WASHINGTON, D.C. — Today, the Bureau of Labor Statistics announced that 261,000 jobs were added in October. The unemployment rate rose to 3.7% (seasonally adjusted) from 3.5% and the number of unemployed persons rose by 306,000 to 6.1 million. The unemployment rate for women rose by 0.3 percentage points to 3.7%. The unemployment rate for blacks and Hispanics rose to 5.9% and 4.2%, respectively.
Overall, labor force participation fell marginally by 0.1 percentage points to 62.2%. Women’s labor force participation fell to 56.7% from 56.8%. Both are still below pre-pandemic levels.
Patrice Onwuka, director of the Center for Economic Opportunity (CEO) at Independent Women’s Forum, issued the following statement:
“From red-hot to lukewarm, this labor market is quickly turning cold and women should be concerned. Some 200,000 fewer women were employed last month, driving up the unemployment rate for women to 3.7%. Women’s labor force participation rate continued to fall for the third month in a row. At this pace, it may never fully recover to pre-pandemic levels.
“Workers are beginning to see that the leverage they enjoyed during the pandemic that led to the Great Resignation, may be over. Instead of job hopping for more pay, workers are beginning to hunker down: job quitting rates have slowed to a modest pace; job hunters report longer times to find new positions despite over 10 million open jobs; and layoffs and hiring freezes are taking up in the tech sector. Despite pay increases, wages are still below the inflation rate leaving workers with an effective pay cut.

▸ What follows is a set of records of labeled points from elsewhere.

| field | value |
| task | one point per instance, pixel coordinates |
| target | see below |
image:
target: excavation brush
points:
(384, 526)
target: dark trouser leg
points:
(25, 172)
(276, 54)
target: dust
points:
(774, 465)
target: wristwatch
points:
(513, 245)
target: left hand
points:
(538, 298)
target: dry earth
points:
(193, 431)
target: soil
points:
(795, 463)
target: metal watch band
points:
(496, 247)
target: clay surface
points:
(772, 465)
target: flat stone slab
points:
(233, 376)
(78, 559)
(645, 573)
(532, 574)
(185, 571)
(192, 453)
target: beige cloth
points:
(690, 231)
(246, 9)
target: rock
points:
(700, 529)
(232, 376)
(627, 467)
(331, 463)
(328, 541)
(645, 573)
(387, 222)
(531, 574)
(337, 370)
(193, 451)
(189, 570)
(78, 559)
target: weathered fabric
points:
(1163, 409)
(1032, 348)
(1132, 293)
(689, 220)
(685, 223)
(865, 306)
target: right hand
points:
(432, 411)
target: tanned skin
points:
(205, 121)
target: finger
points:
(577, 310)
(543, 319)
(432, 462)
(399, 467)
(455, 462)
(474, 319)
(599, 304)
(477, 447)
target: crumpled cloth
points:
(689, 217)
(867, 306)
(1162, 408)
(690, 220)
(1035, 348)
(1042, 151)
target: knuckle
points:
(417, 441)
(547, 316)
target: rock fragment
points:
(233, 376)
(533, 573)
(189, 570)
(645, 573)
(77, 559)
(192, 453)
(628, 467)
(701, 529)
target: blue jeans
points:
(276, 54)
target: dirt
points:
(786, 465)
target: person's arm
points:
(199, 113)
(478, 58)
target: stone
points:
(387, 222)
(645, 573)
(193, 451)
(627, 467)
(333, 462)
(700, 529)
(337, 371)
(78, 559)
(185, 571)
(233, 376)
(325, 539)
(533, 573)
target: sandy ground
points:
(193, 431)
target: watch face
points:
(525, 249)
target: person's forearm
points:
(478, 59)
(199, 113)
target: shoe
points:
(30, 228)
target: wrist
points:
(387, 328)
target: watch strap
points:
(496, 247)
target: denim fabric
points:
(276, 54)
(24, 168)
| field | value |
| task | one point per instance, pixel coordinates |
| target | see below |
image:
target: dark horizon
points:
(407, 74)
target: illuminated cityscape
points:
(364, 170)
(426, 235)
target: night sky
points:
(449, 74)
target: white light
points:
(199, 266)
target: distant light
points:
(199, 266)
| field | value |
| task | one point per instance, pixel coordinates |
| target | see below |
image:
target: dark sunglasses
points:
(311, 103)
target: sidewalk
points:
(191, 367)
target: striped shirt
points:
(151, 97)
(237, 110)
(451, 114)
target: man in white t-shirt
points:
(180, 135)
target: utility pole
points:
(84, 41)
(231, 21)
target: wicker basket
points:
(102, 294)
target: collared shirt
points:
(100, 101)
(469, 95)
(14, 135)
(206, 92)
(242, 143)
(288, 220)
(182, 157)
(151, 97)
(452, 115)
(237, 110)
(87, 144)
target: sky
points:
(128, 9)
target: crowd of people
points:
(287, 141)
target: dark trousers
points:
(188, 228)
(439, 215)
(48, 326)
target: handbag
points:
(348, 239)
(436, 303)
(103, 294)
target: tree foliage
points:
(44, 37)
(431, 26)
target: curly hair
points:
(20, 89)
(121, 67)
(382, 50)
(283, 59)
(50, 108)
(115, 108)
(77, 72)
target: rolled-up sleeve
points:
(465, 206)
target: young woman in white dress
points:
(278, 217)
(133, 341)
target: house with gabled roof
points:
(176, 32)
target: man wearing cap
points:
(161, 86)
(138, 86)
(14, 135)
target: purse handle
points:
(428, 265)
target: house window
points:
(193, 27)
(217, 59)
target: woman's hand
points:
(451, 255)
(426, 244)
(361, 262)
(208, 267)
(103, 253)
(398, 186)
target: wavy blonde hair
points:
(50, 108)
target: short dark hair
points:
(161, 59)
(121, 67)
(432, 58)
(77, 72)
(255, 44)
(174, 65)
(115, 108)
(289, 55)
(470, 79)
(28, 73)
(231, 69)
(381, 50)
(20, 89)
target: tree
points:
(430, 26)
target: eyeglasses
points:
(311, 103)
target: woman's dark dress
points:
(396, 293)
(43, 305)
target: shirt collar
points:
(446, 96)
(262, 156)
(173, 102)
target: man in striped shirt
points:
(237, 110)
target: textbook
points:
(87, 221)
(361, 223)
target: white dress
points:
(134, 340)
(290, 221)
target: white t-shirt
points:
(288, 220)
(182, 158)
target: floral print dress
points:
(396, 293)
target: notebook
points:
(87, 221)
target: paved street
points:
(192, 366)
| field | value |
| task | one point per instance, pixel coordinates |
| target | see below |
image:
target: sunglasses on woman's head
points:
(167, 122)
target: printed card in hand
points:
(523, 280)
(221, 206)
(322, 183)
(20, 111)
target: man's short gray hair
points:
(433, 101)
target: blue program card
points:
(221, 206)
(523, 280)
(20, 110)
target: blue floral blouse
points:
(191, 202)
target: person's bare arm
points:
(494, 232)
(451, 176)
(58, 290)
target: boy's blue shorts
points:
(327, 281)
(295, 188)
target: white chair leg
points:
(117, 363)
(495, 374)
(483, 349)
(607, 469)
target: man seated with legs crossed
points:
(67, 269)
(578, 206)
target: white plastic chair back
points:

“The labor force is now feeling the impacts of aggressive Federal Reserve policies to combat nearly 40-year-high inflation. We did not have to be here. President Biden and his congressional allies opted to pass trillions of dollars of reckless, inflationary spending with no regard for the consequences. Americans are paying the costs of these consequences: high prices, high energy costs, shortages, and massive disruptions to their livelihoods. Now, add a faltering labor market to that list.”